Since we’re honoring our moms today, I thought I’d give you some quotes from people in the Bible…

“David, I told you not to play with that slingshot! You’ll put someone’s eye out! Go practice your harp; we pay good money for your music lessons.”

“Shadrach, Meshach, and Abednego, where in the world have you three boys been? Why you all smell like a dirty old furnace!”

“Noah, I’ve told you a hundred times to stop bringing stray animals home; you can’t keep them.”

“Esther, enough with all this make-up; you must think you’re the Queen!”

“That’s a nice story, Jonah, but where have you really been for the past three days?”

“Samson, would you please interrupt your body-building for a minute and take out the garbage?”

Mothers specialize in compassionate nurturing. The Hebrew word for this divine quality is unusual, in that it refers to the “wounded womb of God.” In modern usage, we might describe that as a “gut-feeling”. Yet it’s much more. This is an overpowering, deep-rooted ache. Just think of the military moms whose children are serving in Afghanistan. This is the kind of love God has for us; He cares for us like a mother. He has a maternal-like compassion for us, His children. He cares about our hurts even more than we do.

When children are upset, who do they go to? If someone has bullied them at school, or if they need money, they may go to their dads; but to get comfort, most will go to their moms, who seem especially equipped to soothe hurts and dry tears. Dads are capable of compassion, but moms excel at it. It’s been said, “A dad becomes concerned when his child breaks a bone…a mother when her child skins a knee!”

God pays tribute to motherhood in the closing chapter of Isaiah as He describes His love for His children as a “mother’s love”: “As a mother comforts her child, so I will comfort you” (66:13). Also in Isaiah, God assures us of His steadfast love for His children: “Does a mother forget her baby, or a woman the child within her womb? Yet even if these forget, I will never forget My own” (49:15). God is committed to us. Jesus paid a similar tribute to motherhood when He compared His loving concern for Jerusalem to a hen gathering her chicks under her wing (Mt 23:37).

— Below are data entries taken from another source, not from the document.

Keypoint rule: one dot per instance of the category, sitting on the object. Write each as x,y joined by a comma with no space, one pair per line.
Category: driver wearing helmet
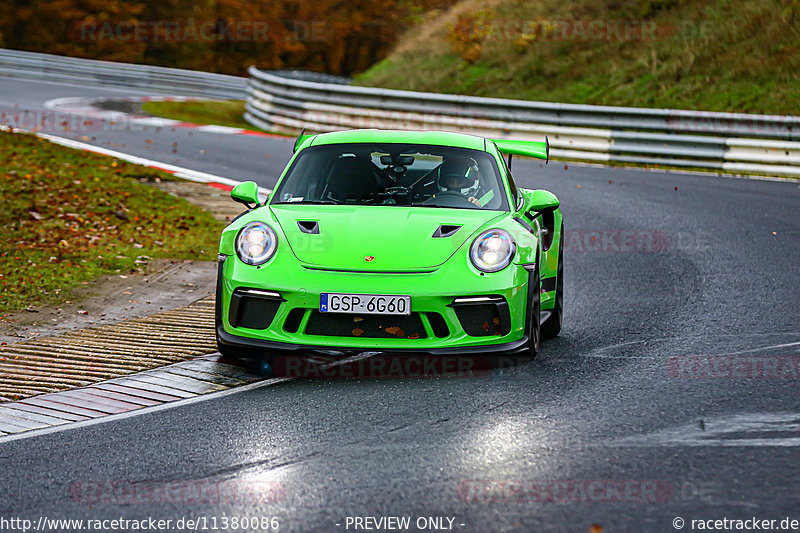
460,175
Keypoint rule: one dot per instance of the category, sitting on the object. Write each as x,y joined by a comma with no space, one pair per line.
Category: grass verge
714,55
70,216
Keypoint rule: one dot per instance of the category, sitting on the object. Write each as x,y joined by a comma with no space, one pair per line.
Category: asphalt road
617,422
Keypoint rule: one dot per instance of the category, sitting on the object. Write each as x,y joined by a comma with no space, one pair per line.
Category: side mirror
539,200
246,193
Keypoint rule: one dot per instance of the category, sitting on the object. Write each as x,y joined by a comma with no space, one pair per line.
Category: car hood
376,238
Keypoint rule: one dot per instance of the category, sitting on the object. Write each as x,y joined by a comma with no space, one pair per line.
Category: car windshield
393,175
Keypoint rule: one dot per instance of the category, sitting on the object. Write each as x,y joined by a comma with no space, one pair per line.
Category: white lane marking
220,129
787,345
157,121
169,405
193,175
726,431
180,172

The love of a godly mother typifies the love of God for all His children. The Smothers Brothers built their comedy career over a sibling argument: “Mom always liked you best!” A mother who had nine children was asked which one she loved the best. She answered: “The one who’s sick until he gets well; and the one who is away until he returns home.” The older brother of the Prodigal Son likely (and mistakenly) thought his father preferred his younger, wayward brother. Some kids require less maintenance and anxiety, but that doesn’t mean they receive less love.

The patience of a godly mother also typifies God’s “long-suffering” nature. The Apostle Peter writes how God is “not slow in keeping His promises…He is patient with us, not wanting anyone to perish, but everyone to come to repentance” (II Pet 3:9).

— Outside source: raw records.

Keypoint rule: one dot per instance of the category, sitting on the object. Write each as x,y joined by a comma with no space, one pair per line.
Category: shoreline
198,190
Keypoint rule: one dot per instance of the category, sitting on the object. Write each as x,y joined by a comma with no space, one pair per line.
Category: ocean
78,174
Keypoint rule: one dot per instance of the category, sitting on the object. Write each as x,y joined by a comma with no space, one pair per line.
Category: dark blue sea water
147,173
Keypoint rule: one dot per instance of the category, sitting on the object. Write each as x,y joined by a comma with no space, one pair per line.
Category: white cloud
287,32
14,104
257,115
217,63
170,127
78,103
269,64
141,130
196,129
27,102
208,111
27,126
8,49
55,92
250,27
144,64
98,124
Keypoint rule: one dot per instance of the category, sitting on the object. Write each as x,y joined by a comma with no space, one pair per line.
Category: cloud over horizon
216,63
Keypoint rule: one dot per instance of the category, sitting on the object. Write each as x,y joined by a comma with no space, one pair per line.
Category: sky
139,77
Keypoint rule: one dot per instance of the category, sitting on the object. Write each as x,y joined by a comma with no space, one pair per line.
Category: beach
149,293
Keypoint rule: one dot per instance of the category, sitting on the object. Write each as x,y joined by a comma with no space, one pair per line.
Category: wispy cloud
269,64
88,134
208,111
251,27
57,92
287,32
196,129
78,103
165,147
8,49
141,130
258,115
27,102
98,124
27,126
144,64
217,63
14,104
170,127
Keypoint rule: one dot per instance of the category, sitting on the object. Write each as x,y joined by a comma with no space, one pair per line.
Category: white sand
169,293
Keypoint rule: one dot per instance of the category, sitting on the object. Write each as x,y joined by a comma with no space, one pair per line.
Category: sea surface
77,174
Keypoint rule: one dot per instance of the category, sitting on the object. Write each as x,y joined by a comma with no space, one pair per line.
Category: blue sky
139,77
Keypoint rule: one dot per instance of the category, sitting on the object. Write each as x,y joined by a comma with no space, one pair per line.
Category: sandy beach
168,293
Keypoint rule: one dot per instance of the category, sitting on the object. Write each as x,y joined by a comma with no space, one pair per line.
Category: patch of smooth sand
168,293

Parents try to be involved with their children, especially during the trying teen years, but total supervision is impossible, and the ability of parents to control their kids’ choices is limited. Mothers can teach values, but can’t make moral choices for their kids. They offer advice and make it known that they’re willing to listen.

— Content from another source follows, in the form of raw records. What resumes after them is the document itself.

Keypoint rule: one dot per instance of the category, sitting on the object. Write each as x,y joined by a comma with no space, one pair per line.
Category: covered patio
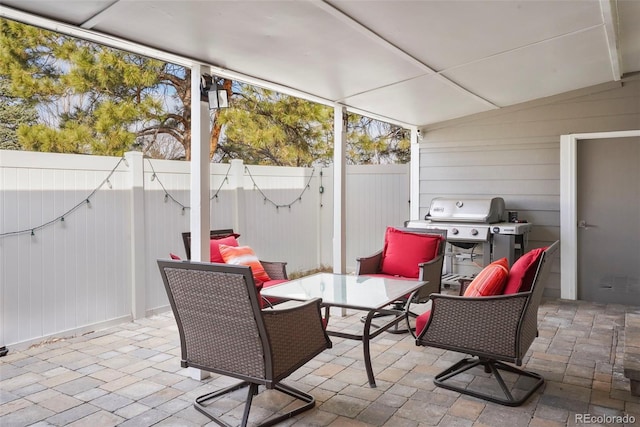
130,375
404,63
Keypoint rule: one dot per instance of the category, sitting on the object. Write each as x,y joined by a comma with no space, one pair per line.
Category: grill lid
487,210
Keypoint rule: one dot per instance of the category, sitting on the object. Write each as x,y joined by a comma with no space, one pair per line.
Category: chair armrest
296,335
370,264
275,270
479,325
431,271
464,284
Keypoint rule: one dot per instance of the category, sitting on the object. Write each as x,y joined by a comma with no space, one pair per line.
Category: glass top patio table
347,291
372,294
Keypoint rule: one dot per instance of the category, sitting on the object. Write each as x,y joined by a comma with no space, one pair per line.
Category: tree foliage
93,99
98,100
265,127
14,113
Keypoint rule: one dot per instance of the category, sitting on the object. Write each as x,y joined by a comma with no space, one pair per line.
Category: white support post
339,186
135,160
414,175
236,182
200,170
200,180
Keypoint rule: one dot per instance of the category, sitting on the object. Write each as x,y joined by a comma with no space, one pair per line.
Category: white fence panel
73,273
377,197
279,218
78,274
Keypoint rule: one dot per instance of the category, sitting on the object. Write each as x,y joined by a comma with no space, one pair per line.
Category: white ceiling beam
118,43
95,19
610,18
356,25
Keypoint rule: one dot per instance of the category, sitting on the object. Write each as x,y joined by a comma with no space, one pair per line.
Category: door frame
569,206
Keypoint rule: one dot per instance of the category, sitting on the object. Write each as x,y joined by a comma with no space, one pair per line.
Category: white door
608,211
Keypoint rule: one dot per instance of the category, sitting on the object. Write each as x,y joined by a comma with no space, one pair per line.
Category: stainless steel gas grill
471,222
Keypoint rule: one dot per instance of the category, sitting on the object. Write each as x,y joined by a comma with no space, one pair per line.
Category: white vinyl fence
74,258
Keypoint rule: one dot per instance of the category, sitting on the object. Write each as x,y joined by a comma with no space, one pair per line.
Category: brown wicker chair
276,270
430,272
223,330
493,330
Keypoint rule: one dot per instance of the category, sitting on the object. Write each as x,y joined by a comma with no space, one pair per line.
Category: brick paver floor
130,375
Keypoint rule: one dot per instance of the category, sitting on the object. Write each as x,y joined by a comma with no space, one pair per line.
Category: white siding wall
76,275
514,153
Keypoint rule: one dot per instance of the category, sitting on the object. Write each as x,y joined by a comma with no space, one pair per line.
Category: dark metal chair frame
223,330
492,330
430,272
276,270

Expectant parents usually take birthing classes offered by hospitals…then realize what they really need is child-rearing classes. When they go home with that bundle of joy, they’re often overwhelmed. “Now what? What are we supposed to do for the next 18 years?” Kids don’t come with instructions, and most parents I know feel a profound sense of inadequacy. I often tell moms who’ve had an especially difficult labor and delivery: “The easy part’s over.”

One of the more realistic books on parenting teens is titled, “Get out of my life, but first would you drive me and Cheryl to the mall?” by Anthony Wolf. He states how teens both resent yet need their parents. He tells of a mother and her daughter who were at the mall shopping for school clothes. All of a sudden the daughter disappeared; she was hiding under a rack of clothing. The reason? She spotted a group of her friends approaching and didn’t want to be seen with her mother! That would be mortifying! Sometimes a parent’s mere presence in the same room causes real discomfort in teens. A mother hoping for some appreciation said, “Do you realize how much time I spend driving you around?” Her teen replied, “What’s that go to do with anything?” Being a parent isn’t easy. Sometimes children make us proud; at other times we can’t find enough handkerchiefs to dry our tears.